Hogan is an exemplar of what Belichick’s Patriots do so well: seek out and acquire players who fit their system but whom the rest of the league has overlooked. The Pats have done this so many times that some NFL fans have come to expect it.

Kyle Van Noy, a former second-round pick whom the Patriots traded for in October, is one of the scrap-heap guys who have played a vital role for this no-name Patriots defense. From the time he made his Patriots debut in Week 11 through the end of the regular season, Van Noy finished fifth on the Patriots in combined tackles and assists. Against the Steelers on Sunday, he registered four solo tackles and forced the second-half fumble that clinched the game.

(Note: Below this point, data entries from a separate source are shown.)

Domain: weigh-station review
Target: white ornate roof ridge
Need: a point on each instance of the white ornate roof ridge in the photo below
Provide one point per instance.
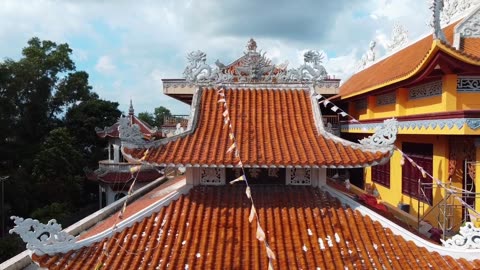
(254, 67)
(453, 251)
(401, 48)
(463, 15)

Despite these fill-ins, the Patriots led the NFL in regular season DVOA for the first time since the 2010 season.

Before the Steelers saw their season ended — emphatically — by New England, they had won nine straight games. Pittsburgh also had five players named to the Pro Bowl; in the AFC, only the Raiders had more. If there was an AFC team with the talent and experience to go into Gillette Stadium and win a playoff game, Pittsburgh was it. Yet the Steelers were out-coached and out-executed.

The result of the Super Bowl doesn’t always reflect which team was stronger throughout the season. Just ask the 2007 Patriots, who won their first 18 games and registered a second-best-ever DVOA of 52.9 percent. But whether the Pats win or lose their last game, Belichick already has dominated the NFL with a roster full of retreads and role players. He had a claim on being the best coach in NFL history before this season. This squad’s performance will only bolster it.